If Tuesday's Election Were a Presidential Election, We Now Know Who Would Have Won the White House This Year, and Yeah, Donald Trump's Not Going to Like This
WASHINGTON, DC - OCTOBER 13: (AFP OUT) U.S. President Donald Trump speaks to reporters on the South Lawn before boarding Marine One at the White House on October 13, 2018 in Washington, DC. President Trump is traveling to a rally in Kentucky. (Photo by Olivier Douliery - Pool/Getty Images)

While voters now have their eyes set on the 2020 Presidential election, it appears that their hindsight is 20/20 as well.

A report from the Los Angeles Times has calculated the number of states who elected Republican governors and senators versus those that elected Democrats in the 2018 midterms (for those without a gubernatorial or senatorial election, it tallied the number of congressional votes).

Its conclusion? Had the midterms been a presidential election, Democrats would have gained 278 electoral college votes, surpassing the required 270 for a presidential candidate to gain victory.

The author of the report, David Lauder, explained his findings:

"I allocated the states in most cases by which party won the top statewide race or, if there wasn’t a race for Senate or governor, by which party got the largest number of votes for Congress."

He cautioned however:

"Obviously, this doesn’t mean Trump will definitely lose his reelection. The 2020 campaign won’t simply replicate 2018."

Nonetheless, the possibility has Democrats even more motivated.

It's important to note that former President Barack Obama still won reelection in 2012 after losing both the Senate and House of Representatives majorities in 2010, and the upcoming Presidential election would be a national choice between two candidates instead of numerous candidates across a number of states.

That said, the rates of voter turnout and enthusiasm for Democratic candidates in this year's midterms still paint a foreboding picture for Republicans' prospects in 2020.

This especially applies when considering the ways in which Donald Trump's rhetoric and antics changed the political landscape of what is acceptable and what's not.

The possibility of Democrats regaining the presidency in 2020 is further bolstered by observing the way states crucial to Donald Trump's 2016 win voted in midterms two years later.
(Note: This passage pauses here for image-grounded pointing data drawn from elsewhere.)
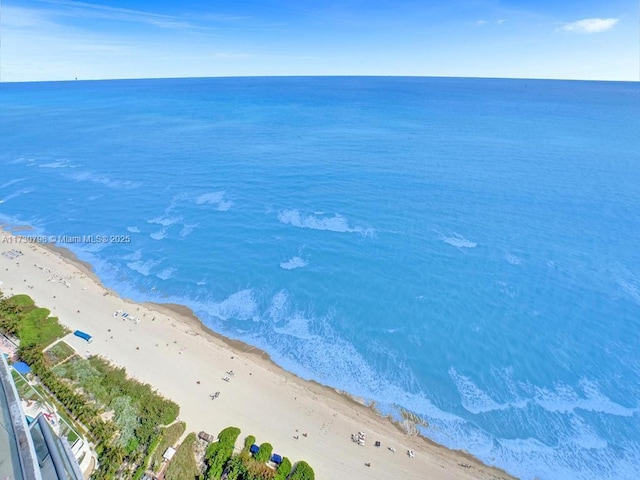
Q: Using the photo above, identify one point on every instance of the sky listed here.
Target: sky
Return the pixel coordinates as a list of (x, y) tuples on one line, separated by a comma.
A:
[(564, 39)]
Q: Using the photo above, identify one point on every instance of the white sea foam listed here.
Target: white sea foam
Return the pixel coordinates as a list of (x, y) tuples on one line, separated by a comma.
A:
[(16, 194), (241, 305), (133, 256), (103, 180), (215, 198), (336, 223), (473, 399), (186, 230), (166, 274), (456, 240), (512, 259), (11, 182), (143, 268), (56, 164), (295, 262), (165, 220), (159, 235), (564, 399)]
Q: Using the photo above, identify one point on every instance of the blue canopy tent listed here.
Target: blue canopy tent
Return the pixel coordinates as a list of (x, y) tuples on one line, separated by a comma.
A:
[(22, 368)]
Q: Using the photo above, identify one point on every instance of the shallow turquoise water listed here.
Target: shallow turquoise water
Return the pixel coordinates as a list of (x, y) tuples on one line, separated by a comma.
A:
[(466, 249)]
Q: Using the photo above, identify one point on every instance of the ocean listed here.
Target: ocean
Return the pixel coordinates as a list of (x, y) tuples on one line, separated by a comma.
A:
[(464, 249)]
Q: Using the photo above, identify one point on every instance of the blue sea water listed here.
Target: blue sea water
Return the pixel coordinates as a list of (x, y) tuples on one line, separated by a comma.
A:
[(465, 249)]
While Trump won Michigan, Pennsylvania, and Wisconsin by a small margin in 2016, all three states went blue for the 2018 midterms.
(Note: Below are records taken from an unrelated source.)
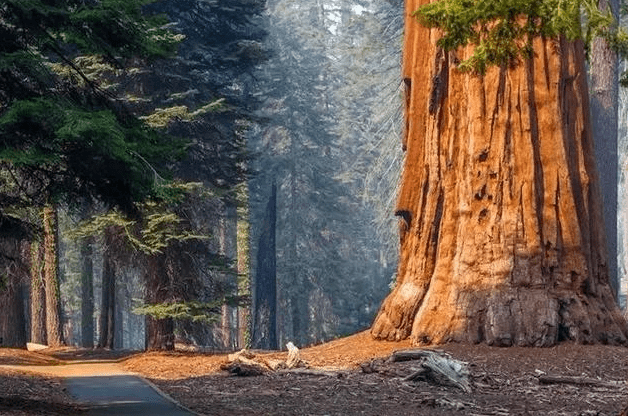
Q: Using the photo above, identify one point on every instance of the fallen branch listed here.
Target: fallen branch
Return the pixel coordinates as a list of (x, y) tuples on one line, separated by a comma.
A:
[(409, 355), (313, 372), (579, 381), (442, 371)]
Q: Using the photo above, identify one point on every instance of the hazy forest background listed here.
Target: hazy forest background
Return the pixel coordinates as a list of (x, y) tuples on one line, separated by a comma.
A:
[(294, 111)]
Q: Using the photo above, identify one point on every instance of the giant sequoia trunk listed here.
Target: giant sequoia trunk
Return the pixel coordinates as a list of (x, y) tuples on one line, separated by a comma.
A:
[(502, 237)]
Furthermore, the President's incessant racist and violent rhetoric has played a key factor in his former voters getting off the Trump train. It's likely a tonal shift from the White House would convince moderate voters that the President may be...well, presidential.
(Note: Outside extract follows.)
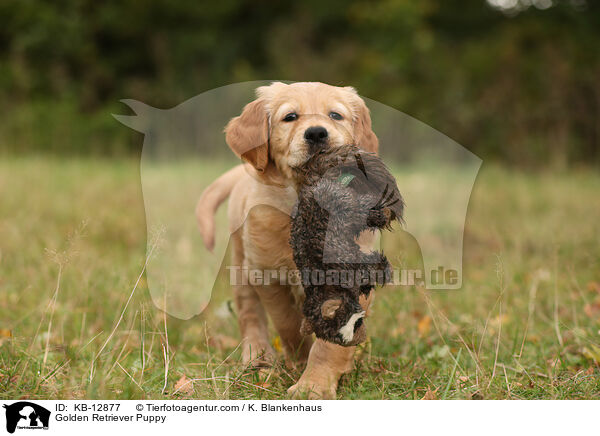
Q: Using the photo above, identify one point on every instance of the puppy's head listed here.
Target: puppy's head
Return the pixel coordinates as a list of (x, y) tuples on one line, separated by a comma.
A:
[(286, 124)]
Yet, even faced with this fact, Donald Trump himself has said it's unlikely he'll ever change his tone.

When Trump fanatic Cesar Sayoc sent multiple pipe bombs to notable Democrats, news organizations, and Trump critics, the president faced intense scrutiny, yet remained adamant. When asked if he'd finally tone down his rhetoric, the President responded:

“Well, I think I’ve been toned down, if you want to know the truth. I could really tone it up. Because, as you know, the media has been extremely unfair to me and to the Republican Party.”

Despite Trump's ego and Lauder's report, Democrats remain divided on their prospects for 2020, with some noting that the outcome is influenced by where Democrats focus their energy over the tenure of their new majority in the House of Representatives.

In a political climate plagued with uncertainty and dread, it's only natural that the prospect of both parties for a 2020 Presidential victory will be divided as well. But as Lauder's report indicates, Republicans may need to rethink their tactics if they do indeed want Trump to be a two term president.